Vicor modules help Saab UK innovate deep-sea exploration

20th June 2024
Paige West

Less than two years ago, two Saab remotely operated vehicles (ROVs) ventured over 3,000 metres into the icy waters of the Antarctic in search of Sir Ernest Shackleton’s ship, Endurance, which sank in 1915.

The tale of the British explorer is renowned for its remarkable leadership and endurance. Saab’s Seaeye ROVs played a crucial role in the mission, utilising advanced technology to locate, inspect, and film the wreck, thereby removing the need to put human lives at risk in deep-sea exploration.

Historically, commercial divers have faced significant dangers inspecting oil and gas pipelines, high-voltage electrical cables, wind turbines, and other essential underwater infrastructure. Saab has mitigated these risks by applying its deep-sea exploration expertise to commercial underwater applications.

With a commitment to safeguarding people and society, the Seaeye range of ROVs has been designed with agile and modular systems. Saab UK’s Seaeye systems are versatile, capable of performing a variety of tasks from observation and inspection to more complex operations like underwater maintenance.

This progression has led to the creation of the world's most advanced all-electric work-class ROV (eWROV), which combines versatility and manoeuvrability. Unlike traditional hydraulic ROVs, the eWROV eliminates the need for extensive hydraulic fluid, reducing environmental hazards.

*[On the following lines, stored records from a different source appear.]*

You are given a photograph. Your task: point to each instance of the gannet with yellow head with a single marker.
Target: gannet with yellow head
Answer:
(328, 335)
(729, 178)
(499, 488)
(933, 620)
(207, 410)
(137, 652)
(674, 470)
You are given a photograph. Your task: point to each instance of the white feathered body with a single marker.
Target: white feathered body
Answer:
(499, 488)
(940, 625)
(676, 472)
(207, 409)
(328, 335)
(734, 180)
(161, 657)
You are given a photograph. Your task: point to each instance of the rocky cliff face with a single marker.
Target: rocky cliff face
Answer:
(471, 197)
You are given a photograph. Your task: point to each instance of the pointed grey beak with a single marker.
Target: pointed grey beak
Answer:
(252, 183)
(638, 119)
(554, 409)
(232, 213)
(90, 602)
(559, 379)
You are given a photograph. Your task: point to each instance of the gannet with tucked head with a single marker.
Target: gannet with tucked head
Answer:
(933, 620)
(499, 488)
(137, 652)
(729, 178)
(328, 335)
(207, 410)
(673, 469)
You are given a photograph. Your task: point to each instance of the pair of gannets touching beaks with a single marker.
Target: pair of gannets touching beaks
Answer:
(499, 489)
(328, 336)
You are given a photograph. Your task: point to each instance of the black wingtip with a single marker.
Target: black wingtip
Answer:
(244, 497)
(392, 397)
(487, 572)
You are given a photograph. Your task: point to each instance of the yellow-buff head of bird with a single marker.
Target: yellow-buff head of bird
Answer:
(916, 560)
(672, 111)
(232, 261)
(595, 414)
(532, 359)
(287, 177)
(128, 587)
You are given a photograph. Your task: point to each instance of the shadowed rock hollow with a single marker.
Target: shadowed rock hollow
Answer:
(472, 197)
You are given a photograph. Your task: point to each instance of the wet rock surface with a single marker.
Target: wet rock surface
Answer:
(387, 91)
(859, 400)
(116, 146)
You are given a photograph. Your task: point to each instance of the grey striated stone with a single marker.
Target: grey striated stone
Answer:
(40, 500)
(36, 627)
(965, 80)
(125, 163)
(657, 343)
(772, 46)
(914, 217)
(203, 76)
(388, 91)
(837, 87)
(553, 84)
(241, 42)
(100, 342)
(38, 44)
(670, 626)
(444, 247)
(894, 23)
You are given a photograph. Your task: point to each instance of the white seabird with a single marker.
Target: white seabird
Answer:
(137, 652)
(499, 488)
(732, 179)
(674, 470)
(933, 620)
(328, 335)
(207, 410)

The eWROV’s power converter must meet critical specifications for size, mass, and thermal dissipation, as the electronic systems are housed in sealed enclosures where space is limited and conventional cooling methods are not feasible. To meet these demands, Saab selected Vicor power modules for their high density and efficiency. These modules enable effective power distribution to various eWROV subsystems such as thrusters, manipulators, and onboard electronics. The use of Vicor power modules allows Saab to tailor Seaeye subsystems to industry-standard 24 and 48V levels required by onboard computers, sensors, video cameras, lights, and navigation equipment.